Last week Dipak Jain, Dean of Singapore’s blue chip business school INSEAD, told an audience a little about his childhood in India’s northeastern Assam province. His father was blind, he said; his mother never went to school. Yet he and his four siblings have all done well for themselves – in Jain’s case, well enough to have been dean not only of INSEAD but Kellogg School of Management at Northwestern University. The opportunity to do so, he said, came chiefly from the fact that he was able to receive an education.

It’s a common story in Asia: education is the great leveller, the opportunity for one generation to transcend its predecessor in terms of wealth and influence.
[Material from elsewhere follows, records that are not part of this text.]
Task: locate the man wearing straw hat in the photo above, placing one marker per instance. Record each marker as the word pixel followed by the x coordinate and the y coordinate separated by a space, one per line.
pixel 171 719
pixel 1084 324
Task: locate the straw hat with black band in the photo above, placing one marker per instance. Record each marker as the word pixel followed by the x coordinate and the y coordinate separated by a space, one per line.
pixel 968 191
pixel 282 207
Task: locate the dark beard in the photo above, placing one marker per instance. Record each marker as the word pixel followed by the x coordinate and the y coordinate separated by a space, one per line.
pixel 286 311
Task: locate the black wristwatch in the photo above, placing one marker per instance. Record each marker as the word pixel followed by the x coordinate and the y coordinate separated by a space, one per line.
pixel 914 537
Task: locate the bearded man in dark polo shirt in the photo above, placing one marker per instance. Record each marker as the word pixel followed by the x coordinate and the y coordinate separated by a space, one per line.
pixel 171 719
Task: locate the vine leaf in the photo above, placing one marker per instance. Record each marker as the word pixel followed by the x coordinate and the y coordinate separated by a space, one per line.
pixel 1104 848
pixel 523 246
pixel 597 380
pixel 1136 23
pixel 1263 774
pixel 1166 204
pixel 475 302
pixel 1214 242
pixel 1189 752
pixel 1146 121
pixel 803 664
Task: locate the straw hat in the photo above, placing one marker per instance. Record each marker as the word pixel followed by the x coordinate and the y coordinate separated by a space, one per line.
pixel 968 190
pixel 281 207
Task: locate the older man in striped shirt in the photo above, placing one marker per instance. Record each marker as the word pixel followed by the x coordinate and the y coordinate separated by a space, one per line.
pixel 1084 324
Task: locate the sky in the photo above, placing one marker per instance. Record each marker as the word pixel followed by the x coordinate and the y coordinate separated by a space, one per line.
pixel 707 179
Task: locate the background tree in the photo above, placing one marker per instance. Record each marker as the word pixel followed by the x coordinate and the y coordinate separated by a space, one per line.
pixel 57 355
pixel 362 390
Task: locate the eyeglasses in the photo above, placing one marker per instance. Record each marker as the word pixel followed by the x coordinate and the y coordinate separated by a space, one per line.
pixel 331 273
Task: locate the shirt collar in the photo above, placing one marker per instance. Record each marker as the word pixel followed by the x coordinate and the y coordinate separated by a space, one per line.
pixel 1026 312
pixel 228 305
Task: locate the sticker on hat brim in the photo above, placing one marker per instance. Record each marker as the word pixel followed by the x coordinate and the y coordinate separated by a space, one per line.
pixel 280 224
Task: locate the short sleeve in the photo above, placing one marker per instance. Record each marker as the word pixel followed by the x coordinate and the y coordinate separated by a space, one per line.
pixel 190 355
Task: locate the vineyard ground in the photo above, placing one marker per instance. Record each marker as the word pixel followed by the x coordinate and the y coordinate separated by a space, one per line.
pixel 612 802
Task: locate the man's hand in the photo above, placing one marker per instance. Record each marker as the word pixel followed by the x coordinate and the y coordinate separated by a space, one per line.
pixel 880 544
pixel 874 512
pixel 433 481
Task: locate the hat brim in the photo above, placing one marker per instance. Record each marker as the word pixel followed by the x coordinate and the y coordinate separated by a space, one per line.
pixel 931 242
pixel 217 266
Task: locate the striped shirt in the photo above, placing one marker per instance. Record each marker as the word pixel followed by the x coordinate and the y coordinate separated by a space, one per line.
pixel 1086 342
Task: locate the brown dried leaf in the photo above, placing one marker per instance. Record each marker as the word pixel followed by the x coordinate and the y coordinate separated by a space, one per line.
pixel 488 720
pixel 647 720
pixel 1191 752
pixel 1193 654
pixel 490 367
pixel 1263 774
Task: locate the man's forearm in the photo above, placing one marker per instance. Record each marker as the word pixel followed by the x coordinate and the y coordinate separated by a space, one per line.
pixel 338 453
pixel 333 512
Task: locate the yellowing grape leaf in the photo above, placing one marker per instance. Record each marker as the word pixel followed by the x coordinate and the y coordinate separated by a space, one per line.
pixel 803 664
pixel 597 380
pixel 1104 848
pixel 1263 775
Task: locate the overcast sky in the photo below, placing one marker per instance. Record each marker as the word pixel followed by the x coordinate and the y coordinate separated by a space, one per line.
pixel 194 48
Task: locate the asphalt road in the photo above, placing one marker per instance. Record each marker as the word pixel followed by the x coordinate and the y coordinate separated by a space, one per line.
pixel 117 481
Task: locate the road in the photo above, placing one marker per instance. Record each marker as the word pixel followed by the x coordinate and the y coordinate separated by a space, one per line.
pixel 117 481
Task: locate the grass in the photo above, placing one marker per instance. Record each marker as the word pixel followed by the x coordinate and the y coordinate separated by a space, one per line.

So it’s perhaps not surprising to find that education dominates philanthropy in Asia to a far greater degree than elsewhere in the world.

According to a new study by INSEAD and UBS, education is expected to account for 35% of giving in Asia in 2011. The next biggest cause – poverty alleviation – accounts for just 12%, followed by health with 9% and disaster relief 5%.

“It is hands down the most supported cause in Asia,” says Jenny Santi from UBS Philanthropy Services. “There are strong cultural roots that support education, tied to Confucian, Hindu and other Asian traditions.” But more than that, it perhaps reflects a sense of what some people feel they missed, or were the first to receive. “Given the massive wealth transformation we have seen in Asia, we notice many wealthy individuals grew up with very little,” she says. “One of the most deep seated reflections they have is that they were deprived of a high quality education, so want to give back in that sector; or they recall that the only reason they were successful was because somebody gave them a handout and made a difference in their lives.”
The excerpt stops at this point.